Tomorrow was the day that I was to travel to my LLMD to have the PICC placed so that I could begin IV antibiotics. Unfortunately, a few other people dropped the ball. All the paperwork and discussions were unable to take place in a timely manner. Now I am left with finding said dropped balls and lopping them up to anyone willing. I thought I had a good GP here who would help me with ordering home nursing. My LLMD is to far away for them to take an order. I will have nurses here 6 times a week, each time for infusions. Twice a day MWF. IF I can get my GP to order them. I've been trying for months to get these things to work out and it seems that everyone is overwhelmed by my illness and its urgency. People back away from urgency. I'll never understand that.
Basically, I have all of everything figured out. My meds, the nursing agency I can use, AND (yup really big 'and') they will obtain the supplies, AND my insurance will cover for at least one month. I'll have to fight with them if I need more than one month. For now, I have to assume that after month one, I will have to cover things out of pocket and IV alone will be at least $800. And the usual Rx that was out of pocket $80, has just grown to $107. I know 27 bucks might now seem like a whole bunch, but for me it is. I have $4 in my account right now. Thankfully the fundraiser helped me buy that script and $104 more of necessary medication.
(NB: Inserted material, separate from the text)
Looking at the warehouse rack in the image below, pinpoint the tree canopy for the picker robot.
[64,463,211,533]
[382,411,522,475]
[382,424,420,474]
I have it all figured out. All I need is an order from my GP and continued fundraising.
Twenty-two months ago, I realized I had Lyme. I am still fighting to be allowed to fight the disease. In the meantime, my kidneys hurt, I am falling down constantly, I can hardly eat (that's why IV meds; to help my digestive system recover and still get meds in), I can barely sleep, I don't have the energy to fight the illness and fight the system at the same time.
I am not alone. Mine is a common struggle among more than 300,000 Americans. The CDC recognizes only them. My case isn't allowed to be reported because of where I live. Big things need to change. I often hear other Lymies saying they feel like what HIV/AIDS patients must have felt in the early days. Although this disease kills slowly and the pain is so great, it is speculated that suicide is the leading cause of death of those with LD. But, that isn't count by the government so the numbers are unknown.
Please help. Spread the word. Check for ticks. Give 5 bucks to my medical fundraiser. (Someone told me they were embarrassed that they couldn't give more than that so they were hesitant. But if many give $5, it will add up very quickly.) I am stressed about so many things and it would be wonderful to not stress about paying the doctor or for medicine. The GoFundMe link is on the right side of this page. If PayPal works better for you, follow the tab above.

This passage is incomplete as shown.